May 28, 20264 min read

The anatomy of a text style.

A text style is more than a font size. It bundles every typographic decision that belongs together — family, weight, line height, tracking, spacing — and gives that bundle a name. Change the name's definition once and every element using it updates everywhere.

What goes inside a style.

Every text style stores nine properties. Font family decides which typeface renders — sans, serif, or mono. Font size and line height work as a pair: the size sets the em square, the line height sets the cage around it. Get that ratio wrong and paragraphs either suffocate or float apart.

Font weight is a raw number — 400 for regular, 500 for medium, 600 for semibold, 700 for bold. Letter spacing (tracking) is an em value, so it scales with the font size automatically. Negative tracking pulls characters closer; positive tracking opens them up. Display headings usually want a little tightening. Body text usually wants none.

"Typography is the detail and the presentation of a story. It should invite you into the content, not announce itself."

Paragraph spacing and flow.

Paragraph spacing is the margin after each element. It controls the rhythm of a page — the breath between ideas. Too tight and paragraphs blur together. Too loose and sections feel disconnected. Most body text lands between 0.75 rem and 1.5 rem.

Headings need more room than body.

A heading's paragraph spacing is the gap between it and the content that follows.
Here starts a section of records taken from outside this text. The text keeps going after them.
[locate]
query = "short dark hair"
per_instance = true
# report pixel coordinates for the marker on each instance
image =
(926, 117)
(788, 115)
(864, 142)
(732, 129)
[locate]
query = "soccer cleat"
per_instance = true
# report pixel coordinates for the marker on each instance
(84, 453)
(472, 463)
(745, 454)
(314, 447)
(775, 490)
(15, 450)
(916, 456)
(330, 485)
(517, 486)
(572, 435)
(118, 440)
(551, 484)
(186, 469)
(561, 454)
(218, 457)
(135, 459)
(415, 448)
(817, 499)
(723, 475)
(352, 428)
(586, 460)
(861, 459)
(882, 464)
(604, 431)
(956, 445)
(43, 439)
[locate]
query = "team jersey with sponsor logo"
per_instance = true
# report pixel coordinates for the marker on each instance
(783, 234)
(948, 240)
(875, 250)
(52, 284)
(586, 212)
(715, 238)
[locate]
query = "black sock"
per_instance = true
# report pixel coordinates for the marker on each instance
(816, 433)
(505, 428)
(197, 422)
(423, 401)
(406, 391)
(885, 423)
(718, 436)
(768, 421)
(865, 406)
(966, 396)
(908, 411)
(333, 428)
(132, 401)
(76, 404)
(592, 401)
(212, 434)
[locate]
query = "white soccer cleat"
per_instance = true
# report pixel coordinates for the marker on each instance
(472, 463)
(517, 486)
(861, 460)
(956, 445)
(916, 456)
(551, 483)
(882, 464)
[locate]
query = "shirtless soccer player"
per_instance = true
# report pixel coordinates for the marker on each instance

That gap signals hierarchy: the heading belongs to the section below it, not the section above. Standard practice is to make the space below a heading smaller than the space above it.

In this system, paragraph spacing is a token reference — not a raw number. Heading 2 uses --belin-space-3 (0.75 rem) as its bottom margin. You can change that in the Styles tab and every h2 on the site updates immediately.

The role of the serif and mono slots.

Not every style uses the sans family. Blockquote uses serif by default — the contrast between a serif pull quote and a sans body signals "this is an aside, not a continuation." Mono is for anything that should read as code or data.

Code styles.

Code inline is for variable names and short references like --text-body-size inside a sentence. Code block is for multi-line examples that stand alone. Both use the mono family and share the same size and weight by default — but they stay separate so you can diverge them when you need to.

Label is the smallest named style in this set. It shares the xs size with Caption and Footnote but has a slightly heavier weight (500 vs 400) because labels sit next to interactive elements and need to hold their own at small sizes.

Links in prose.

There's a Link style for inline links inside running text. It carries color, weight, tracking, and an underline toggle, but it inherits size, family, and line height from the surrounding text — so a link in a heading stays heading-sized, and a link in body copy stays body-sized. Wrap a block of content in a belin-prose class and every <a> inside it picks the style up automatically. The links in this article use it.

Footnote style · Used for references, legal copy, and small-print text. Muted foreground color. Same xs size as Caption and Label.